Maintenance of long-term blood pressure control and vascular health by low-dose amiloride-based therapy in hyperaldosteronism.

Abstract

Whether aldosterone itself contributes directly to macro- or microcirculatory disease in man or to adverse cardiovascular outcomes is not fully known. We report our long-term single-practice experience in an unusual group of five patients with chronic hyperaldosteronism (HA, including three with glucocorticoid-remediable aldosteronism, GRA) treated with low-dose amiloride (a specific epithelial sodium channel [ENaC] blocker) 5-10 (mean 7) mg daily for 14-28 (mean 20) years. Except for one GRA diagnosed in infancy, all had severe resistant hypertension. In each case, BP was normalized within 1-4weeks after starting amiloride and office BP's remained well controlled throughout the next two decades. 24-hour ambulatory BP monitoring with pulse wave analysis (cardiac output, vascular resistance, augmentation index, reflection magnitude), regional pulse wave velocities, pulse stiffening ratio, ankle-brachial index, serum creatinine, estimated glomerular filtration rate, and spot urinary albumin:creatinine ratio were measured after a mean of 18years; all of these indicators were essentially normal.

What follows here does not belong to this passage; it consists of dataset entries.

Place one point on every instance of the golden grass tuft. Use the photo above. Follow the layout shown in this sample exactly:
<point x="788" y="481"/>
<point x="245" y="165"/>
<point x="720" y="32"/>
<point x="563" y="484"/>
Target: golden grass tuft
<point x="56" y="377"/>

Over two additional years of observation (100 patient-years total), no cardiovascular or renal event occurred. We conclude that long-term ENaC blockade with amiloride can normalize BP and protect macro- and microvascular function in patients with HA. This suggests that either (a) putative vasculopathic effects of aldosterone are mediated via ENaC or (b) aldosterone may not play a direct role in age-dependent vasculopathic changes in humans independent of blood pressure. These findings, coupled with our literature review in both animal and human results, underscore the need for additional studies.